Threat actors employed sophisticated social engineering techniques to target IT help desks to gain unauthorized access to systems. They made phone calls from an area code local to the target organization and claimed to be an employee in a financial role. The threat actors verified the impersonated employee’s identity by providing sensitive information, most likely obtained from professional networking sites, publicly available information sources, and data breaches. The threat actors claimed their phone was broken and convinced the IT help desk representative to enroll a new device in multi-factor authentication. After enrolling and gaining access to business resources, the threat actors targeted login information for payer websites to divert legitimate payments to attacker-controlled US bank accounts, which were later transferred to overseas accounts.

Threat actors also utilized social engineering and artificial intelligence to generate audio deepfakes in executive impersonation fraud campaigns to target employees. A LastPass employee received numerous phone calls, text messages, and a voicemail of an audio deepfake from a threat actor impersonating their CEO. However, the employee realized it was a scam and did not fall victim because the communications were conducted through WhatsApp, which is not a typical business platform. Instead of responding to the messages, the employee ignored the communications and reported the incident. This example highlights not just organizations becoming victims of cyberattacks but how victim organizations can potentially impact other organizations that depend on them as third-party vendors or critical infrastructure services.

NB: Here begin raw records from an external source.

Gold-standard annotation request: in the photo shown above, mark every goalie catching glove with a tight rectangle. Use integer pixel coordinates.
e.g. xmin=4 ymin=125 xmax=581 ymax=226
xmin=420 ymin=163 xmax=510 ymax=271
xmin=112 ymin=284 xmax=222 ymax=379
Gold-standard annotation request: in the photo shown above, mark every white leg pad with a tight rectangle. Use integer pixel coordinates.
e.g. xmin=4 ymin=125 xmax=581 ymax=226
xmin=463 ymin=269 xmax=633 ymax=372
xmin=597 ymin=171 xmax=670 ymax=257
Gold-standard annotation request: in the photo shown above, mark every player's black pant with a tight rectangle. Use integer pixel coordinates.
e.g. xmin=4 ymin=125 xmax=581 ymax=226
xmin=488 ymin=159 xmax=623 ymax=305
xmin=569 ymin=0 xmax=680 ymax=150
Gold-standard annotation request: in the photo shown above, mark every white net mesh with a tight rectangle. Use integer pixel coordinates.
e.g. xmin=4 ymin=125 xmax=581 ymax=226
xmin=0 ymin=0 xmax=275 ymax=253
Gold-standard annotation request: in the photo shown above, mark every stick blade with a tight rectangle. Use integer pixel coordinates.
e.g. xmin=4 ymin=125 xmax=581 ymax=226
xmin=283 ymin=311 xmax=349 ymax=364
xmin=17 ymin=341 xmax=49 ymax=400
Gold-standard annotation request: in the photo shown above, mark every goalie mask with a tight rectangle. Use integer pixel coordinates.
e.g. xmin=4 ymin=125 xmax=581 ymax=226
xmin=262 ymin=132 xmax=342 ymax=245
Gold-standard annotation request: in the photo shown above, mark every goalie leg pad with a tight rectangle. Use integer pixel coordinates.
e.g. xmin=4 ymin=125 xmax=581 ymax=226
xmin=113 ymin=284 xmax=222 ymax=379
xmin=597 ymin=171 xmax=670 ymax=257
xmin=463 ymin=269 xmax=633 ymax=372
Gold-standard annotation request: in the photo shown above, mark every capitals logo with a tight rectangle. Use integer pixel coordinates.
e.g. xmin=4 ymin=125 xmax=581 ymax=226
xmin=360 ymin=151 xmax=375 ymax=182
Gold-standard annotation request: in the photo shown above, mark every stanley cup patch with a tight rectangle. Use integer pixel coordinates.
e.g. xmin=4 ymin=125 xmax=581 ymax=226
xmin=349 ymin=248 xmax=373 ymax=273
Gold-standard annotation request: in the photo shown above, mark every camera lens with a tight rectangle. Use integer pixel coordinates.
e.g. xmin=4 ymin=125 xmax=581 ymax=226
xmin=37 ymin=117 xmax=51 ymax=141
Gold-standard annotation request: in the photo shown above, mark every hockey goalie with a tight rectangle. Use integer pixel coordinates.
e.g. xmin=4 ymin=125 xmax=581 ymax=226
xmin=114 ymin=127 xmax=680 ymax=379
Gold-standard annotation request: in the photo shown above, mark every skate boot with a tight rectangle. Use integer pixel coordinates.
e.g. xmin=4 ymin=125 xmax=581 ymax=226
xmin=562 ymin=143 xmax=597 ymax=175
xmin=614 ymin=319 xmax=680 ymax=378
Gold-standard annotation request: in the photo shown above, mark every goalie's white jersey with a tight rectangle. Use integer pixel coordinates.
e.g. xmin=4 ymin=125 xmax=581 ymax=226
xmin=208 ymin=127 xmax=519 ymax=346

Reported losses to business and government impersonation scams topped $1.1 billion in 2023, more than three times the amount reported in 2020. Due to the increased number of reported scams and losses and the emerging AI technology used in impersonation scams, the FTC recently finalized a rule on business and government impersonation so that it can file federal court cases seeking monetary funds for victims and civil penalties for rule violators.

Recommendations

  • Participate in security awareness training to help better understand cyber threats, provide a strong line of defense, and identify red flags in potentially malicious communications.
  • Do not respond to messages, click links, or open attachments from unknown or unverified senders, and exercise caution with emails from known senders.
  • Confirm the legitimacy of requests by contacting the sender via a separate means of communication, such as by phone, using contact information obtained from official sources before responding, divulging sensitive information, or providing funds.
  • Navigate directly to legitimate websites and verify websites before submitting account credentials or providing personal or financial information.
  • Use strong, unique passwords and enable multi-factor authentication where available, choosing authentication apps or hardware tokens over SMS text-based codes.
  • Reduce your digital footprint so that threat actors cannot easily target you.